Squid Game su Netflix e gli archetipi della narrazione coreana
Squid Game non è una serie che brilla per originalità: il meccanismo narrativo del gioco a eliminazione è sempre più frequente nelle storie che arrivano dall’Oriente, così come le sue dinamiche che riportano l’uomo a un brutale stato di natura di hobbesiana memoria. La nuova fatica Netflix, però, si differenzia dalle opere principali del filone in alcuni dettagli, come la peculiare scelta del protagonista e dei concorrenti in generale. In Alice in Borderland, ma anche in classici manga come Osama Game o As The Gods Will, troviamo sempre adolescenti, al massimo liceali. Persone che hanno ancora tutta la vita davanti, che improvvisamente si ritrovano a morire una dopo l’altra. Il protagonista di Squid Game, invece, è un uomo di mezza età che ha buttato via tutto ciò che aveva costruito. Ki-Hoon è divorziato, vive con la madre e vede la figlia con il contagocce. Incapace di arginare la propria ludopatia, ogni volta che si ritrova in possesso di qualche banconota la sperpera alle corse dei cavalli. Indebitato fino al collo con gli strozzini, ha perso ogni briciolo di dignità. Un personaggio inusuale, a volte irritante ma mai antipatico, già sperimentato altre volte nella storia sudcoreana dell’audiovisivo. Alzi la mano chi non si ricorda di Oh Dae-su, l’altrettanto fallito e sgangherato protagonista di Old Boy, il leggendario film di Park Chan-Wook. Ecco, non siete più nostri amici.
Squid Game su Netflix: i soldi sono tutto
Un’ulteriore caratteristica che differenzia Squid Game dalle altre serie basate sui giochi a eliminazione, su Netflix e non, è l’obiettivo finale. Nelle altre opere il fine è la sopravvivenza: i personaggi lottano per un futuro comunque nebuloso e incerto. Ki-Hoon e compagni, invece, conoscono bene ciò per cui gareggiano, per cui rischiano la vita, ovvero 45,6 miliardi di Won. Squid Game è anche una critica alla società contemporanea, in cui il denaro è tutto ciò che conta davvero e tutti abbiamo un prezzo. L’unica misura del valore, della dignità, della qualità della vita è la quantità di soldi che si possiedono. Persino da morti i concorrenti sono fonte di guadagno, grazie al commercio degli organi. La serie non fa altro che trasformare la crudeltà e il cinismo della nostra vita di tutti i giorni in gioco, seguendo un meccanismo di spettacolarizzazione della sofferenza che conosciamo fin troppo bene.
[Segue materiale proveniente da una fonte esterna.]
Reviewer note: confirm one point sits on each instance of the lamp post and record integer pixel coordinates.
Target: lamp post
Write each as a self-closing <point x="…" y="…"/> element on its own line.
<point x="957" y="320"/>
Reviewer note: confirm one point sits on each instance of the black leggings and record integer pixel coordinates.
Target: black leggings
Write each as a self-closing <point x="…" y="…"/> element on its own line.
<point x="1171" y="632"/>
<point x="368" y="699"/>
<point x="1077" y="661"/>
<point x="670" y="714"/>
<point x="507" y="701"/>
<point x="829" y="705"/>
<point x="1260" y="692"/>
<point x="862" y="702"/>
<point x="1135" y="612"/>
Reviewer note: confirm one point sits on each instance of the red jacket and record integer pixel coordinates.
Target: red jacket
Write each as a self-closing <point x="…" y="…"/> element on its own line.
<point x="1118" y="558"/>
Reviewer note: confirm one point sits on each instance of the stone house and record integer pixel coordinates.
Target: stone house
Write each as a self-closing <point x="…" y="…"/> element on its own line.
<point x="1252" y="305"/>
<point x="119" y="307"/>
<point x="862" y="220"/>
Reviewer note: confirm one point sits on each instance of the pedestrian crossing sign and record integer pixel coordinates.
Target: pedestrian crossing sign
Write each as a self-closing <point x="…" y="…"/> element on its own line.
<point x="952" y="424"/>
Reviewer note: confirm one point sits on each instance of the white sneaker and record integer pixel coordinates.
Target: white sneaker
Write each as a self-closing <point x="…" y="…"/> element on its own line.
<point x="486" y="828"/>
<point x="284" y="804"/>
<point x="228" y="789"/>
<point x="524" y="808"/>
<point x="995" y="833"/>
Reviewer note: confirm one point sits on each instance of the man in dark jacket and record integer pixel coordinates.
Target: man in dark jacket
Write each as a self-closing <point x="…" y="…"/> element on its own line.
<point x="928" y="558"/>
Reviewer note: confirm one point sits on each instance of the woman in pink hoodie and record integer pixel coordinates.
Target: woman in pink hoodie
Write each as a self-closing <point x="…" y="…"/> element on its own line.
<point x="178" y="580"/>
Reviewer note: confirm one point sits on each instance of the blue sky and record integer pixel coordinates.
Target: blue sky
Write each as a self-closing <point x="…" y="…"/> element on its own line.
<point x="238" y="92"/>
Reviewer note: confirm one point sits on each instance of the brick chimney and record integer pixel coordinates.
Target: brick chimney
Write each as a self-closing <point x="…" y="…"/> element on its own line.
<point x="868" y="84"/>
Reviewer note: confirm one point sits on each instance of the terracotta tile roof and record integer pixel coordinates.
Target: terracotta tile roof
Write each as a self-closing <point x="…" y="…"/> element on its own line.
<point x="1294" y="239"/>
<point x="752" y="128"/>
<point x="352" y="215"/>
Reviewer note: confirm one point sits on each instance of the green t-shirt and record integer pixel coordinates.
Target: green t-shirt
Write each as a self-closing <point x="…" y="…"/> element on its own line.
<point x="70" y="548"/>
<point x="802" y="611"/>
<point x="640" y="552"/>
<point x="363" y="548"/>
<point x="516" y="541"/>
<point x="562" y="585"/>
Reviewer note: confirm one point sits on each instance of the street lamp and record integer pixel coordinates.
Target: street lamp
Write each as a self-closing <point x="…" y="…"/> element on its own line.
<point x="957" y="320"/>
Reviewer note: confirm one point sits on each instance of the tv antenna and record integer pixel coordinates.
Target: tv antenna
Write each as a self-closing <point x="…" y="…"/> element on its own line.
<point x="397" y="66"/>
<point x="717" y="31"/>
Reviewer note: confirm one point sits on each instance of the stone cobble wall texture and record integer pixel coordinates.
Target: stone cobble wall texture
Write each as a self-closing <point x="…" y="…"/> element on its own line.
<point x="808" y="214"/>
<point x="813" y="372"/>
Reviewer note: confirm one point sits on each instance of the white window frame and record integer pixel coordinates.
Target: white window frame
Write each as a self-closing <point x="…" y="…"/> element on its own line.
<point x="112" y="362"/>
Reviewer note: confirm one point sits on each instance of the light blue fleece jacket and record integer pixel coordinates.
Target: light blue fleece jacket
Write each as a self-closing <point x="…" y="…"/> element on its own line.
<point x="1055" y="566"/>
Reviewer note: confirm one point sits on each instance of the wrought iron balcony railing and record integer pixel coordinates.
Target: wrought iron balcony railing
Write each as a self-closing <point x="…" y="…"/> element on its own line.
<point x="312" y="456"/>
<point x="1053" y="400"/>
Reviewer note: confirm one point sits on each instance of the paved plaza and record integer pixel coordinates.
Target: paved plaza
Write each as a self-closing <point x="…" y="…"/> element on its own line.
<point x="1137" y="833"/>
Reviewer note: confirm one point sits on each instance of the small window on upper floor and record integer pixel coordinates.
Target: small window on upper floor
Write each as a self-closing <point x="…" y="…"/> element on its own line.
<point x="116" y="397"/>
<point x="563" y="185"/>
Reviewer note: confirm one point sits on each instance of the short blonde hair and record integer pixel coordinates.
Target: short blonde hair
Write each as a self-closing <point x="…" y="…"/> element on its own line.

Squid Game su Netflix, come già detto, non brilla per la particolare originalità. Dalla sua, però, ci sono alcuni aspetti che la differenziano da opere simili: Ki-Hoon è capace di conquistare anche se è un fallito totale, la regia non ha sbavature, i costumi sono sgargianti e inusuali. Il tutto condito con quel pizzico di critica sociale che non guasta mai. Da provare!